1. 当两个串都是空串的时候，那么返回为true，否则一个空一个不空那么返回false
2. 当模式串的第二个字符不是‘*’的时候，比较当前字符，如果字符相等或者模式串是“.”的话，那么继续匹配子串
3. 如果是‘*’的话，那么要穷举所有目标串中从头开始能与‘*’匹配的项目，然后看剩余子串是否能够匹配

    public boolean isMatch(String s, String p) {
        if(p.length() == 0 && s.length() == 0) return true;
        else if(p.length() == 0 && s.length() != 0) return false;
        
        if(p.length() >= 2 && p.charAt(1) != '*') {
            return s.length() > 0 && (s.charAt(0) == p.charAt(0) | p.charAt(0) == '.') && isMatch(s.substring(1), p.substring(1));
        }
        else if(p.length() >= 2 && p.charAt(1) == '*'){
            int i = 1; // start from 1 so that at least match one character in order to avoid infinite recurse
            while(i <= s.length() && (s.charAt(i-1) == p.charAt(0) | p.charAt(0) == '.')) {
                if(isMatch(s.substring(i), p.substring(2))) return true;
                i++;
            }
            return isMatch(s, p.substring(2)); // with out matching any character
        }
        
        return s.length() > 0 && (s.charAt(0) == p.charAt(0) | p.charAt(0) == '.') && isMatch(s.substring(1), p.substring(1));
    }

The dp version of the solution is as follow, the main part is the same with Wildcard Matching, the difference is how we update dp[i][j] when we find a '*', since '*' could only match multi times of the character in front of it, so dp[i][j-2] stands for match nothing, dp[i][j-1] stands for match one times, dp[i-1][j-1] match two times and dp[i-1][j] match more than two times.
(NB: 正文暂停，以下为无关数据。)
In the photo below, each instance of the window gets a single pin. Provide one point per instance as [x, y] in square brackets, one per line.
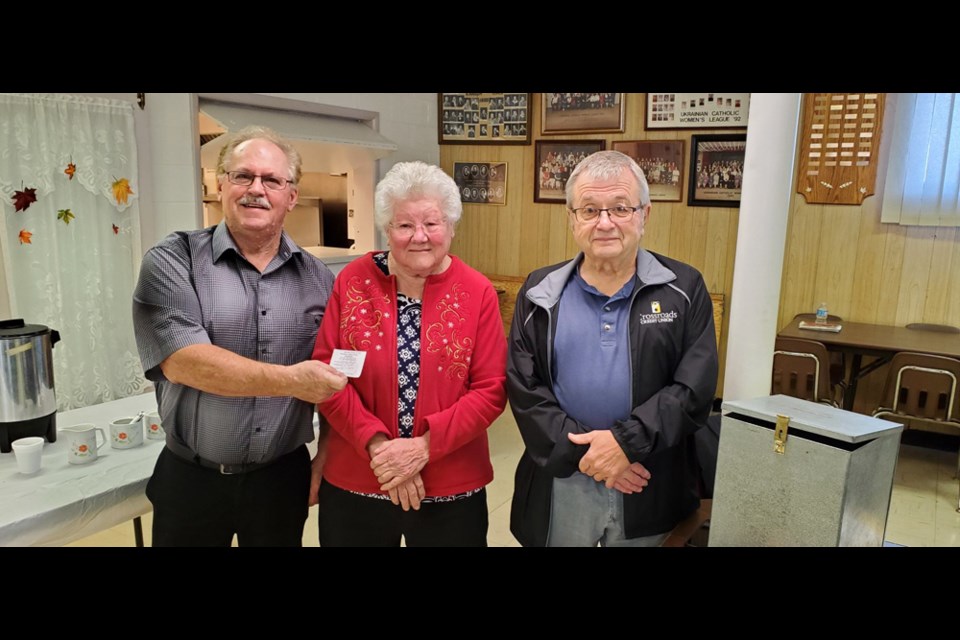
[922, 183]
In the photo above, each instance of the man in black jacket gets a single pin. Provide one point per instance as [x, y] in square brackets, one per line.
[612, 368]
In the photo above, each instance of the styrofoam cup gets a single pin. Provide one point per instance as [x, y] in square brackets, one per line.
[28, 451]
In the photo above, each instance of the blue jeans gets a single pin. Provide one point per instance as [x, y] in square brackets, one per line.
[585, 513]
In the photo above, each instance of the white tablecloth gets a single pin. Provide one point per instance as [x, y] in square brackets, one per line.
[65, 502]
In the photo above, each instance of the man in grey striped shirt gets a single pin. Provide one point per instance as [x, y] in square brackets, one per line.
[225, 320]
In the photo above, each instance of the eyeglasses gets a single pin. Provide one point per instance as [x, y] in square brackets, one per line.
[589, 214]
[245, 179]
[408, 229]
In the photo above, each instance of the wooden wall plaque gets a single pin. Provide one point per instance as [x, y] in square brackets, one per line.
[840, 144]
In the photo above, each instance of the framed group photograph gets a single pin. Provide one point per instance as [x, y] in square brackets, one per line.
[555, 160]
[481, 182]
[716, 170]
[564, 113]
[483, 118]
[697, 110]
[662, 164]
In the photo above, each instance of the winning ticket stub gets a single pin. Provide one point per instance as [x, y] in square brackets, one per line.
[349, 363]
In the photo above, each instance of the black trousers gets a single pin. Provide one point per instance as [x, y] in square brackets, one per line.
[194, 506]
[349, 520]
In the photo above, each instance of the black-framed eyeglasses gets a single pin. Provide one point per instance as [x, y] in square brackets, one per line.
[245, 179]
[618, 212]
[408, 229]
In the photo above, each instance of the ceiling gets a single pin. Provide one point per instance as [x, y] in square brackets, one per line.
[327, 144]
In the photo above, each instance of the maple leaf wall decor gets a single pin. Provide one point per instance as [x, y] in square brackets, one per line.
[23, 199]
[121, 190]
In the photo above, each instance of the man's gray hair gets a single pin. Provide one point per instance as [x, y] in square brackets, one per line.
[255, 132]
[604, 165]
[412, 181]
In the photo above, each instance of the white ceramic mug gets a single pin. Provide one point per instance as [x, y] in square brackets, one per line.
[126, 433]
[154, 426]
[82, 444]
[28, 452]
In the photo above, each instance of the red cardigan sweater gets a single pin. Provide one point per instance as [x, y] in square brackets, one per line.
[463, 355]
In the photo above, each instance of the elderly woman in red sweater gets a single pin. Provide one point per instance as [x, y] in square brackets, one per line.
[407, 454]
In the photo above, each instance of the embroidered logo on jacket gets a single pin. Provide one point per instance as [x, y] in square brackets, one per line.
[657, 317]
[364, 309]
[445, 337]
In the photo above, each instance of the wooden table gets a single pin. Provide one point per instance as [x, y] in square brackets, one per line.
[881, 341]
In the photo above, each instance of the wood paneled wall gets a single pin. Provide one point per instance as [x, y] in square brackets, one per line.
[515, 239]
[864, 270]
[867, 271]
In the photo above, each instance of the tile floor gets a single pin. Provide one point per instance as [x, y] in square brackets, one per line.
[922, 509]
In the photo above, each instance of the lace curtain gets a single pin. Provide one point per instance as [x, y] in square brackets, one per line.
[70, 236]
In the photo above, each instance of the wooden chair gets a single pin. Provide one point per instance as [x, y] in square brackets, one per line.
[922, 387]
[838, 363]
[801, 369]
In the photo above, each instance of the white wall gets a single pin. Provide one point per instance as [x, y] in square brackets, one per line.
[408, 119]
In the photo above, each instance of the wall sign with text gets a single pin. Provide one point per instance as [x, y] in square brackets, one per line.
[697, 110]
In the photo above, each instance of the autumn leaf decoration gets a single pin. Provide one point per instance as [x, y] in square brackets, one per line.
[121, 190]
[23, 199]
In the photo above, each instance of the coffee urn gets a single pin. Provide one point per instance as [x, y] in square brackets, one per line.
[28, 404]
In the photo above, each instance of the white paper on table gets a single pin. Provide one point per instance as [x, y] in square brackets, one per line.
[349, 363]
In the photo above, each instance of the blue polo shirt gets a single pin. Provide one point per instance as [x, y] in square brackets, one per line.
[592, 353]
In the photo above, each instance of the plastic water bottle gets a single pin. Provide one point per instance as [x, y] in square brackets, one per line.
[822, 313]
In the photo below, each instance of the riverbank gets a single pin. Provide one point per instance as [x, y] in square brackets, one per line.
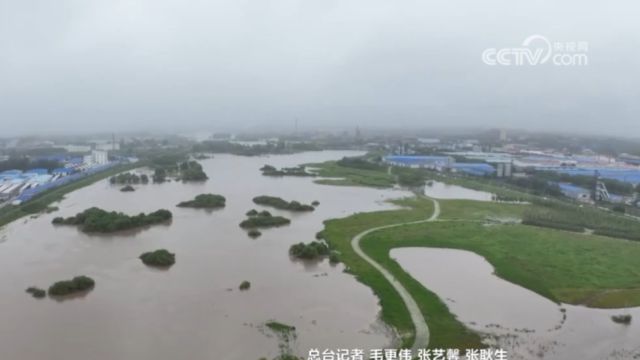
[40, 203]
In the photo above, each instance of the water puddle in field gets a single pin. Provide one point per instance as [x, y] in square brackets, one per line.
[440, 190]
[524, 323]
[193, 310]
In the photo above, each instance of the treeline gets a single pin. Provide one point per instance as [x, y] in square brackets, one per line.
[573, 218]
[281, 204]
[129, 178]
[280, 147]
[98, 220]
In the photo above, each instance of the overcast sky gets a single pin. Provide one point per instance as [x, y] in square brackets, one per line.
[114, 65]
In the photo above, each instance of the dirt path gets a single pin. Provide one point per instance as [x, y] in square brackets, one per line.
[419, 323]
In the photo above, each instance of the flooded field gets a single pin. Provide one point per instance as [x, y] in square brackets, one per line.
[440, 190]
[193, 310]
[526, 324]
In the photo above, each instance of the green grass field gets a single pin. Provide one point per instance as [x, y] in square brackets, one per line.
[347, 176]
[563, 266]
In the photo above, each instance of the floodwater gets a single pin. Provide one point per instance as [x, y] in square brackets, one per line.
[193, 310]
[440, 190]
[524, 323]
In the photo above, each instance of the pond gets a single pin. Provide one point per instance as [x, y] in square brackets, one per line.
[440, 190]
[524, 323]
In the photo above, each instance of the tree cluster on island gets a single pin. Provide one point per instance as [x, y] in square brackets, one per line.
[192, 171]
[98, 220]
[127, 188]
[76, 285]
[281, 204]
[129, 178]
[311, 251]
[263, 219]
[269, 170]
[158, 258]
[205, 201]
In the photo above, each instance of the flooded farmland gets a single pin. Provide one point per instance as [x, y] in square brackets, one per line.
[193, 310]
[526, 324]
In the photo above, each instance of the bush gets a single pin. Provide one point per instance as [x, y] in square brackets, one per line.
[279, 203]
[205, 201]
[245, 285]
[621, 319]
[36, 292]
[254, 233]
[98, 220]
[76, 285]
[310, 251]
[158, 258]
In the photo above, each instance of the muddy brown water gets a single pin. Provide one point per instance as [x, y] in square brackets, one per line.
[193, 310]
[524, 323]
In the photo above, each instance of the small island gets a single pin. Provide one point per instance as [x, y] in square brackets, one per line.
[36, 292]
[311, 251]
[76, 285]
[205, 201]
[254, 233]
[281, 204]
[269, 170]
[263, 220]
[159, 258]
[101, 221]
[192, 171]
[129, 178]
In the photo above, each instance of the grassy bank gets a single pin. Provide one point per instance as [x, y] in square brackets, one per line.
[446, 332]
[562, 266]
[348, 176]
[39, 203]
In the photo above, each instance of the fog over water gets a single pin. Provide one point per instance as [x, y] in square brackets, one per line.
[80, 66]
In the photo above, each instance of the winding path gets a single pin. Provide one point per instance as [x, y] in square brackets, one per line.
[419, 323]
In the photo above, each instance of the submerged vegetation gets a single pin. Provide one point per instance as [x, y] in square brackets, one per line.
[281, 204]
[129, 178]
[192, 171]
[310, 251]
[98, 220]
[76, 285]
[36, 292]
[621, 319]
[245, 285]
[269, 170]
[158, 258]
[264, 219]
[205, 201]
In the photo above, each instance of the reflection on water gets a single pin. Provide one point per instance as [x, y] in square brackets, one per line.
[526, 324]
[440, 190]
[188, 311]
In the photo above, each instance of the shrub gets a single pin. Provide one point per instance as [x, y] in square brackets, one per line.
[254, 233]
[76, 285]
[36, 292]
[310, 251]
[279, 203]
[158, 258]
[207, 201]
[245, 285]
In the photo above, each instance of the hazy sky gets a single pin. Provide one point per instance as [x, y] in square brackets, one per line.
[113, 65]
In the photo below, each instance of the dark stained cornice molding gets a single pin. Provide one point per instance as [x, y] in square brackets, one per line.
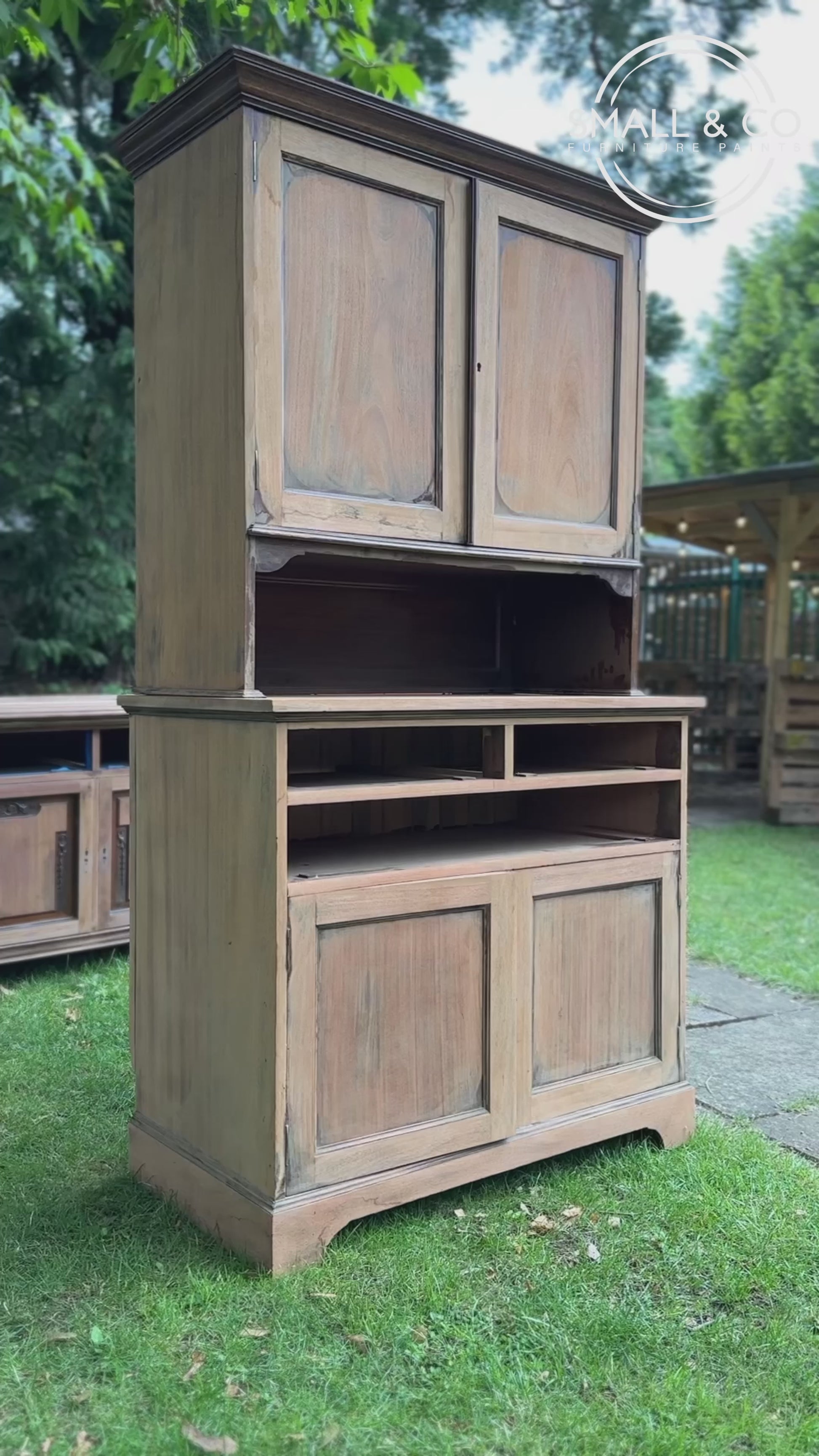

    public boolean isMatch(String s, String p) {
        int m = s.length();
        int n = p.length();
        boolean[][] dp = new boolean[m+1][n+1];
        for(int i = 0; i <= m; i++) {
            for(int j = 0; j <= n; j++) {
                if(i == 0 && j == 0)
                    dp[i][j] = true;
                else if(i != 0 && j == 0)
                    dp[i][j] = false;
                else if(i == 0 && j != 0) {
                    if(j > 1 && p.charAt(j-1) == '*')
                        dp[i][j] = dp[i][j-2];
                    else
                        dp[i][j] = false;
                }
                else {
                    if(s.charAt(i-1) == p.charAt(j-1) || p.charAt(j-1) == '.')
                        dp[i][j] = dp[i-1][j-1];
                    else if(p.charAt(j-1) == '*') {
                        if(j > 1 && (p.charAt(j-2) == s.charAt(i-1) || p.charAt(j-2) == '.'))
                            dp[i][j] = dp[i][j-1] || dp[i][j-2] || dp[i-1][j-1] || dp[i-1][j];
                        else if(j > 1)
                            dp[i][j] = dp[i][j-2];
                        else
                            dp[i][j] = false;
                    }
                    else
                        dp[i][j] = false;
                }
            }
        }
        return dp[m][n];
    }